This work presents a new approach to detect may-aliases within ANSI-C programs. A may-alias occurs if two variables (or more complex expressions) use the same memory location. Aliases may be created by call-by-reference function calls or by pointer usage. In the context of C programs alias analysis becomes very complex because of the extensive pointer usage and the very few restrictions concerning pointer manipulations.
Within this work it is described how the effects of a program can be summarised by so-called function interface graphs which are a static representation of the memory locations and the values stored at these locations. Based on standard techniques (function call and return statement normalisation, control flow graphs, static single assignment form), the intraprocedural step creates a function interface graph for each function individually by computing and merging the information for all its basic blocks according to the CFG structure. Afterwards these graphs will be reduced to their externally visible effects. This reduces the size of these graphs and will hence allow the following computations to be carried out more efficiently. Within the next step the reduced graphs will be merged according to the corresponding functions and their calls (interprocedural analysis). This is done by ignoring indirect function calls (through function pointers) first, and processing these calls only if a function that could be called by one of these calls is detected. In case functions are called by more than a single function call, the calling context will be taken into account as far as possible.
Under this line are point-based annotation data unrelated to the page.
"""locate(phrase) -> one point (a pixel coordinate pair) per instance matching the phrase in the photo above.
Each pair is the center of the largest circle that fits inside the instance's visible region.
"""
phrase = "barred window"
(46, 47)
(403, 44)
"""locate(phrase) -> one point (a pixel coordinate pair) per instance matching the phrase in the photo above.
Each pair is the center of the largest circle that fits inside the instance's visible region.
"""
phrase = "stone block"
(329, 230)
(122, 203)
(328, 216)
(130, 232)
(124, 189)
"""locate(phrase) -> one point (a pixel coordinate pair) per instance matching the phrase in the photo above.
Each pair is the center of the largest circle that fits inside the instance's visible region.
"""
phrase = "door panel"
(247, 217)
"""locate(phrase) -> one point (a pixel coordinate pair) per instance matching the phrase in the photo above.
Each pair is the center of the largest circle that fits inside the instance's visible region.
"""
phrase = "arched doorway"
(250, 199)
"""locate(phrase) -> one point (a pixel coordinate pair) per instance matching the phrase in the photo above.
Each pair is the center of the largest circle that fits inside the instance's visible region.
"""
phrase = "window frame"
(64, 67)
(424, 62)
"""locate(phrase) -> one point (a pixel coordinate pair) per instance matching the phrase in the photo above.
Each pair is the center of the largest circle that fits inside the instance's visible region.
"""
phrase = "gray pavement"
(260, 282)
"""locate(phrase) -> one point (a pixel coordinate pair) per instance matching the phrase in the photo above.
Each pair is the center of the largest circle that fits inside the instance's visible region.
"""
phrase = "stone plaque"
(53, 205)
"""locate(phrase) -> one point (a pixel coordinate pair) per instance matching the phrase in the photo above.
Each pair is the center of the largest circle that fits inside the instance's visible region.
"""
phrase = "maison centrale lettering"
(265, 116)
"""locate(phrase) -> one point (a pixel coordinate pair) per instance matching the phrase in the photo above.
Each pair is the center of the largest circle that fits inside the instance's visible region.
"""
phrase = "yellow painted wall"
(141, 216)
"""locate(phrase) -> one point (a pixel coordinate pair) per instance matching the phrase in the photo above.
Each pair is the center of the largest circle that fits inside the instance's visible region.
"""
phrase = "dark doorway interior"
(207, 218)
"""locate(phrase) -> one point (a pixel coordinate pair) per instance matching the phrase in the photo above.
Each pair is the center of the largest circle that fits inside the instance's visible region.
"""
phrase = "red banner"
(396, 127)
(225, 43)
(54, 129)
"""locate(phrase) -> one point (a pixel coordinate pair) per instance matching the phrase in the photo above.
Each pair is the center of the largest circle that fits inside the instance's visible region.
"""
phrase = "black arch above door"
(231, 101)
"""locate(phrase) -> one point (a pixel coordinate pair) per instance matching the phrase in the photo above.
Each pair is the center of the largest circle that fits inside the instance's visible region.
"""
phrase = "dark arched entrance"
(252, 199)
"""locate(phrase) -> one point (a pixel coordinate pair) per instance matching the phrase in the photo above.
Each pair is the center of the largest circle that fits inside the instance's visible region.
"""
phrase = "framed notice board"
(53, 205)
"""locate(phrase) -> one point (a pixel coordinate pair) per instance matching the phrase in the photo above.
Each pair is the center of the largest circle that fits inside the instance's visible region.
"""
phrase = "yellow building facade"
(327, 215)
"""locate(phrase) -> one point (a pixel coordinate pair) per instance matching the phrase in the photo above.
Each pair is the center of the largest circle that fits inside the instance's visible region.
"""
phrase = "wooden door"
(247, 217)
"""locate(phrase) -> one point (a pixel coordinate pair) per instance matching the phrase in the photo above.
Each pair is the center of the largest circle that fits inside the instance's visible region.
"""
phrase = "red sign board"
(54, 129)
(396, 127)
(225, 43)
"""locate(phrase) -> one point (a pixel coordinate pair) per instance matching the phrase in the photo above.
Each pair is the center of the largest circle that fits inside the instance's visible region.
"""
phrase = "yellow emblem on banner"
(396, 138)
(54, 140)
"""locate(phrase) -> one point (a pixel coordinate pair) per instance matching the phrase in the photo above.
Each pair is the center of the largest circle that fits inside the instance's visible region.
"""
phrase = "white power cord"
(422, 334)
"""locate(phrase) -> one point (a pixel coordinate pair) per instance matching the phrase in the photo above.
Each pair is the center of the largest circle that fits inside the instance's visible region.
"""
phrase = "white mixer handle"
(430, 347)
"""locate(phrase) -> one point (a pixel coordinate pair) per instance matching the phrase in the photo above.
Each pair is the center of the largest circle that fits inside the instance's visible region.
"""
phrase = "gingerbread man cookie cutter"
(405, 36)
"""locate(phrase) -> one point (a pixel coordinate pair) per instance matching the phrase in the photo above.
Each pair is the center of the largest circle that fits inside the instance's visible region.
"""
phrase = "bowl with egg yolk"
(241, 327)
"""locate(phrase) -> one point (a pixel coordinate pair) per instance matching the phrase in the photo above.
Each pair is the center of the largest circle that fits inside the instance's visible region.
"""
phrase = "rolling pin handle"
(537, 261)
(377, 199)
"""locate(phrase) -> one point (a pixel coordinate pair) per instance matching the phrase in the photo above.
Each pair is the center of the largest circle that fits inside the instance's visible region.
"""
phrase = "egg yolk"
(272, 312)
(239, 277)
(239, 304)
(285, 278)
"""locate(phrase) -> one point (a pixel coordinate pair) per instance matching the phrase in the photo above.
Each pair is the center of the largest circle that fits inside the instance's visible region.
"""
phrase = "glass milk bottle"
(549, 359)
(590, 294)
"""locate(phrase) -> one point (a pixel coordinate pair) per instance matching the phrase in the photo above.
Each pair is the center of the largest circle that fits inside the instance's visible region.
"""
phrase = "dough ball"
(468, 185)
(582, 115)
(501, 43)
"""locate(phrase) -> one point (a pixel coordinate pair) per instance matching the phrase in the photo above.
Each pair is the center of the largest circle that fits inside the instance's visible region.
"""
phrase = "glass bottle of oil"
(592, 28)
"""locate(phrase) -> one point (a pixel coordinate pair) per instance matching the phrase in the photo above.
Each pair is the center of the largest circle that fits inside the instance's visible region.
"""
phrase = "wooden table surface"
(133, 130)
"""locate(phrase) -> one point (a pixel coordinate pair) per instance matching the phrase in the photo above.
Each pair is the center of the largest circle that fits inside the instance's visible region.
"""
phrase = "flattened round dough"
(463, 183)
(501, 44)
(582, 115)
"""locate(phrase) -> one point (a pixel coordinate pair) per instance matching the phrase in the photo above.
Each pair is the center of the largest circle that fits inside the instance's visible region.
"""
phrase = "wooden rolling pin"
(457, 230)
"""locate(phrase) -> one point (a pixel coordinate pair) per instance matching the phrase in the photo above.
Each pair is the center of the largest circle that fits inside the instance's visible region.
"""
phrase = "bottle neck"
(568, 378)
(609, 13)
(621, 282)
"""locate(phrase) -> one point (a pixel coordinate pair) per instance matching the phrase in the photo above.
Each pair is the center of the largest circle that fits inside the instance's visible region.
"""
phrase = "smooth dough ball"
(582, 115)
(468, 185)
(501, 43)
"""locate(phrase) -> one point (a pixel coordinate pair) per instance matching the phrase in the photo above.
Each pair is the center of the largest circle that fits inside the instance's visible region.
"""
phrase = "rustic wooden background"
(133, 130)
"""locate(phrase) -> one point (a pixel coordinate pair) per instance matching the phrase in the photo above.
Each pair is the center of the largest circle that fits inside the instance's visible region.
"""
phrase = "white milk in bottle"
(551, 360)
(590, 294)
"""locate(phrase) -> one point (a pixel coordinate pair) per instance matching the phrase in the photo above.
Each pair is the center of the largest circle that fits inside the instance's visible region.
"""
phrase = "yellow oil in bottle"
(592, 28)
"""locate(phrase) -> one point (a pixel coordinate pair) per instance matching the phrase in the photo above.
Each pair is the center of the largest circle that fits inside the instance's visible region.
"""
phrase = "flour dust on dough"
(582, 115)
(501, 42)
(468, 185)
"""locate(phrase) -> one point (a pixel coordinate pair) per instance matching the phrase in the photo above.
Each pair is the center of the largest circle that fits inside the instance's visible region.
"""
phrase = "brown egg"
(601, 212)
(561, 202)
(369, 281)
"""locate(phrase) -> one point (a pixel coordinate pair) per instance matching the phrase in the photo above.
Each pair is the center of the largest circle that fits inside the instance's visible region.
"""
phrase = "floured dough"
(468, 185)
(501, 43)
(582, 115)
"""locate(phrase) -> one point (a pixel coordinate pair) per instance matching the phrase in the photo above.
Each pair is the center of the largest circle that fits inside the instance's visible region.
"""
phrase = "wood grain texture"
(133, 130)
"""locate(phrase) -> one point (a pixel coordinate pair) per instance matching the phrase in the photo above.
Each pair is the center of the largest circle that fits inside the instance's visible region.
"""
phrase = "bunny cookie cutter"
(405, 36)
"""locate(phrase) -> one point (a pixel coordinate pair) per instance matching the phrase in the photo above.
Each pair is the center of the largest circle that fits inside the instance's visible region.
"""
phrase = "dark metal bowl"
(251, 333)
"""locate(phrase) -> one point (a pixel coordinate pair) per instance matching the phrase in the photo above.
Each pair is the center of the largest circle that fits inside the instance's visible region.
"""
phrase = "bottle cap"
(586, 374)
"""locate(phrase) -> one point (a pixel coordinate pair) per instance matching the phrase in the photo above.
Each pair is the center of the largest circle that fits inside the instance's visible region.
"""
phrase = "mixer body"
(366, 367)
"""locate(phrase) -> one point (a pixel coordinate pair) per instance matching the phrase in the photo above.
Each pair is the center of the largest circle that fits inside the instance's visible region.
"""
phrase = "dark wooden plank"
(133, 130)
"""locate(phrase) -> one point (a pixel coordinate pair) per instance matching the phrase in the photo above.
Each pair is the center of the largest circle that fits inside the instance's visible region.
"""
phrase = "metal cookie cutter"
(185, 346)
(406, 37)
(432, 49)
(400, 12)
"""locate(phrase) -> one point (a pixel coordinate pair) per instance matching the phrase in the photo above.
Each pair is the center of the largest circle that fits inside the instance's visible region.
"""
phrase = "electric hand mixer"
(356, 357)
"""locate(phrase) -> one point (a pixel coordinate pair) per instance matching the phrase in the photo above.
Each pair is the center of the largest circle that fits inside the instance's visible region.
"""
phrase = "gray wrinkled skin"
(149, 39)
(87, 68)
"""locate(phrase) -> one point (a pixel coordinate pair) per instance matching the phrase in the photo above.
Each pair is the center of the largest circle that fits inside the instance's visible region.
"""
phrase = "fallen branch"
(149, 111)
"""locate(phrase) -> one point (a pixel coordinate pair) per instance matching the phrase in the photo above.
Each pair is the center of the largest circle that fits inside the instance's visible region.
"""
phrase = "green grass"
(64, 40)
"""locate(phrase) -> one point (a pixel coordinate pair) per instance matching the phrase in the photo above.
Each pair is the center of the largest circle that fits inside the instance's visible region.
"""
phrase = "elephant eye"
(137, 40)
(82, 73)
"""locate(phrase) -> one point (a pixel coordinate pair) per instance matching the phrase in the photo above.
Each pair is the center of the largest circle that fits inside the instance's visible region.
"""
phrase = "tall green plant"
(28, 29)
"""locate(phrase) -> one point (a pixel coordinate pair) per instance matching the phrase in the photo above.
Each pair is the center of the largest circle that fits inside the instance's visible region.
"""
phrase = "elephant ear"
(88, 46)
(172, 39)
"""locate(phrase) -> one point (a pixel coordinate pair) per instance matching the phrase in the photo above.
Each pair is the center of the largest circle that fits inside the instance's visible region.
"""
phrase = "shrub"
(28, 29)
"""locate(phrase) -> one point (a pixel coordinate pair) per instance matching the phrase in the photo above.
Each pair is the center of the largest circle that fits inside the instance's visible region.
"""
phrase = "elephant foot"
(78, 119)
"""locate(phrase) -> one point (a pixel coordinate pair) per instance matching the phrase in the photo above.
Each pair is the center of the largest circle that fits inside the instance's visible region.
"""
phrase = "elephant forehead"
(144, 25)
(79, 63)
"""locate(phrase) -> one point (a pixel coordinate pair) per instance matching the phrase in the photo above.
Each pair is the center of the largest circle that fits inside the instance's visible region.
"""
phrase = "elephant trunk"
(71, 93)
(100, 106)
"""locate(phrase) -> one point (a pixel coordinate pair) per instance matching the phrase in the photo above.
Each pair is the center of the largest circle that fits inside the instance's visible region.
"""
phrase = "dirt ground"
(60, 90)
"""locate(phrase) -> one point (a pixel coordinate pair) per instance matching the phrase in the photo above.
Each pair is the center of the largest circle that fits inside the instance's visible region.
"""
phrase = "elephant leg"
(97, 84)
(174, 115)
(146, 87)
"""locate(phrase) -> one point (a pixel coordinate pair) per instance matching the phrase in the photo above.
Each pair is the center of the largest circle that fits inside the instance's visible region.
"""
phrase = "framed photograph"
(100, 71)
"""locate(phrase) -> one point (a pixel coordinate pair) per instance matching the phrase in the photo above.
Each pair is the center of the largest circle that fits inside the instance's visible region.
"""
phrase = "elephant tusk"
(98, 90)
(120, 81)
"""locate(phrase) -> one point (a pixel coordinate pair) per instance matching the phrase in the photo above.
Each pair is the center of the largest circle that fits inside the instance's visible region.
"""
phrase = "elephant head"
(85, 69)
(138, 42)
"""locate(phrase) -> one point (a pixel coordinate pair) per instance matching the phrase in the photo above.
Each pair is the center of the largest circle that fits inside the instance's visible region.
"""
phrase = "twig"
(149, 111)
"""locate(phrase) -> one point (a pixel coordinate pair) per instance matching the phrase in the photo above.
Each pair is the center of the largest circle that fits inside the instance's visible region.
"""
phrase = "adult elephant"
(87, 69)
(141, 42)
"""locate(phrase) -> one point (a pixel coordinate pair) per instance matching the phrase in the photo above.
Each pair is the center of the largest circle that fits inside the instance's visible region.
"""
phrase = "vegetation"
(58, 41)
A major benefit of our algorithm is that it can be applied to real ANSI-C programs since it makes only a few restrictions, i.e. effects of assembler code, interrupts, volatile attributes and I/O-based aliases. It deals with structures and unions, arbitrary pointer usage, type casts and function pointers. Under these circumstances, the algorithm cannot benefit from type information and, hence, the function interface graphs are based on a low-level memory
representation. The algorithm was implemented using the SUIF compiler, and it has been successfully applied to a set of non-toy C programs.